The clip comes from a 1990 interview with Jobs that’s available to watch in full here. It was from a WGBH show called The Machine That Changed the World. Jobs’ comments in the above clip are as follows:

“As an example, in an organization, we’re starting to see that as business conditions change faster and faster with each year, we cannot change our management hierarchical organization very fast, relative to the changing business conditions. We can’t have somebody working for a new boss every week. We also can’t change our geographic organization very fast. As a matter of fact even slower than the management one. We can’t be moving people around the country every week. But we can change an electronic organization like that.

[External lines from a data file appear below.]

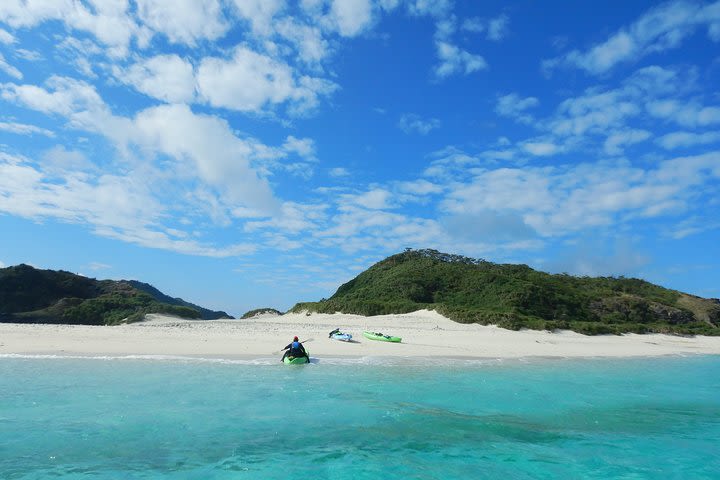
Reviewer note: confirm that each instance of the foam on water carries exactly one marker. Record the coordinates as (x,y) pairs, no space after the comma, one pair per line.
(201,418)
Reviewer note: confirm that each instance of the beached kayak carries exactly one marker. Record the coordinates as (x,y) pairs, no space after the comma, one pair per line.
(343,337)
(297,360)
(338,335)
(381,337)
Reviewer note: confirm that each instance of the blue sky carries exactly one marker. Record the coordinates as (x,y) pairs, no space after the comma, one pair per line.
(253,153)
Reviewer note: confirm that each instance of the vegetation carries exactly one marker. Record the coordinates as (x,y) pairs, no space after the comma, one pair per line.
(261,311)
(29,295)
(469,290)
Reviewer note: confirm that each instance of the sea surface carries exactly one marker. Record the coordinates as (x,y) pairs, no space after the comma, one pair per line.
(175,418)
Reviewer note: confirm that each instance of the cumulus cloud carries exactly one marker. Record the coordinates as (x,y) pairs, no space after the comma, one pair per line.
(661,28)
(616,142)
(454,60)
(260,13)
(569,198)
(689,114)
(675,140)
(351,17)
(249,82)
(6,37)
(412,123)
(513,106)
(169,78)
(109,22)
(338,172)
(184,21)
(24,129)
(9,69)
(498,27)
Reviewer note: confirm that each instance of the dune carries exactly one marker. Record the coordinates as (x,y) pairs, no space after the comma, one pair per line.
(424,333)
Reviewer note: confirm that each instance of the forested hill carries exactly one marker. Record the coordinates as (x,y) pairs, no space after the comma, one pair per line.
(30,295)
(516,296)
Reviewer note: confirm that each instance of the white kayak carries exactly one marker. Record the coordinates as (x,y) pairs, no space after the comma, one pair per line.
(338,335)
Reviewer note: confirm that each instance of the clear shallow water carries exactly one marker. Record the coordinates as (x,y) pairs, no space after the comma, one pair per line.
(178,419)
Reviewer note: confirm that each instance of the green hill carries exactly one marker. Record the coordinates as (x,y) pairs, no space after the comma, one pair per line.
(30,295)
(516,296)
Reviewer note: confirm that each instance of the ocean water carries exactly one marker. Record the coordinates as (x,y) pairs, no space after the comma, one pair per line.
(140,418)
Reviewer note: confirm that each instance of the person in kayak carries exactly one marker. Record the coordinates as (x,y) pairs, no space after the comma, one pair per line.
(295,349)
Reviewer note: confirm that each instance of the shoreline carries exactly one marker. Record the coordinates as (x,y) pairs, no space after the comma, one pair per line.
(425,334)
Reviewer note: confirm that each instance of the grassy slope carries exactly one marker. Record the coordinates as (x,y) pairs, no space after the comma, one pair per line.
(31,295)
(516,296)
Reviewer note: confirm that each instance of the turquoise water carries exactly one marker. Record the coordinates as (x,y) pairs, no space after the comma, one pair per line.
(354,419)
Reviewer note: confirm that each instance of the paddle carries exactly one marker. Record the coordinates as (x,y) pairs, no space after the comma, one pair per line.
(304,341)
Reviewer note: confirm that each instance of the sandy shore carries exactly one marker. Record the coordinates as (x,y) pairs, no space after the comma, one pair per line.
(424,333)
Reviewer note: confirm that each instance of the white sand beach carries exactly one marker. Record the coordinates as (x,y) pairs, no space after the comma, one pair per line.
(424,333)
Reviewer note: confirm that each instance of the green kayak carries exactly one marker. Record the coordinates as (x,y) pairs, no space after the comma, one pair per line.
(297,360)
(381,337)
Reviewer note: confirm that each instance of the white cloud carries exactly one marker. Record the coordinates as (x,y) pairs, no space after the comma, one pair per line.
(594,112)
(304,147)
(251,82)
(660,28)
(615,142)
(568,198)
(513,106)
(108,21)
(351,17)
(6,37)
(220,158)
(165,77)
(411,123)
(498,27)
(308,40)
(184,21)
(541,149)
(675,140)
(685,113)
(454,60)
(473,25)
(58,160)
(419,187)
(374,199)
(9,69)
(259,13)
(434,8)
(24,129)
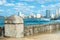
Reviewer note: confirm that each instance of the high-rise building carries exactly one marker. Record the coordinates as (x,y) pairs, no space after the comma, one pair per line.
(53,16)
(58,12)
(48,14)
(38,15)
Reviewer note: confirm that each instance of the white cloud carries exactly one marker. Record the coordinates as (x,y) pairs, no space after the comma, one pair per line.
(9,4)
(1,10)
(2,2)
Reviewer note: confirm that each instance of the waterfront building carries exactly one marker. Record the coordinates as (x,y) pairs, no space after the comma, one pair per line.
(32,16)
(38,16)
(48,14)
(57,12)
(52,16)
(21,15)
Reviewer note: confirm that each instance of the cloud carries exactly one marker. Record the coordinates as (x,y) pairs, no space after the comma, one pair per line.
(2,2)
(9,4)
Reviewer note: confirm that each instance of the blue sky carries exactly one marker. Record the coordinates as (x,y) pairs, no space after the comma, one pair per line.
(10,7)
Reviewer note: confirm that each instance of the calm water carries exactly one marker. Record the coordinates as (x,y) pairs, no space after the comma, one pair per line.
(30,21)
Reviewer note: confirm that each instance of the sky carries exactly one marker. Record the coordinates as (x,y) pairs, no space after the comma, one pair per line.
(27,7)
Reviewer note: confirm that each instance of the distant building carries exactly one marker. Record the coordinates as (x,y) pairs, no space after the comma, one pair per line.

And what’s starting to happen is as we start to link these computers together with sophisticated networks and great user interfaces, we’re starting to be able to create clusters of people working on a common task in a– literally in fifteen minutes worth of setup. These fifteen people can work together extremely efficiently no matter where they are geographically. And no matter who they work for hierarchically. these organizations can live for as long as they’re needed and then vanish. And we’re finding we can reorganize our companies electronically very rapidly.”

Common sense today. Not so much in 1990

Jobs’ insight isn’t especially remarkable more than a quarter century on. But it certainly was remarkable at the time that he said it. Networks of computers had been around for some time, but they were far less widespread than today’s ultra-connected networks. In 1990, only 0.5% of the world’s population was online.

What Jobs was predicting was the transformative effects these technologies would have on the workplace. To this day, there are people that I’ve written for and worked with for years whom I’ve never met. Tools like Slack and collaborative document tools have reshaped the workplace. Not everyone currently works remotely, but that seems to be the way things are shifting. This has the potential to fundamentally change not just how jobs are carried out, but also the way we think about and organize geographies.

Coronavirus may have speeded-up the urgency of remote working. But a lot of that infrastructure was already in place thanks to the kind of thinking Jobs helped lay out.

Remote working — and its downsides

Ironically, it’s also a bit of Steve Jobs wisdom that means that Apple today is one of the companies that doesn’t embrace remote working more than it has to. Former Disney president and Pixar co-founder Ed Catmull has recalled how, “Steve was a big believer in the power of accidental mingling; he knew that creativity was not a solitary endeavor.” This idea led to the creation of the enormous Apple Park headquarters, which can support up to 13,000 Apple employees.

While Apple employees worked from home during the worst of the coronavirus, Apple was eager to get people back to the office as soon as possible. By contrast, many other tech companies have said they plan to do more remote working in the future.

But in a recent Bloomberg article, journalist Mark Gurman noted that: “Apple has long prioritized in-person meetings and hands-on product development, and its central business is hardware, which is less conducive to off-site work.”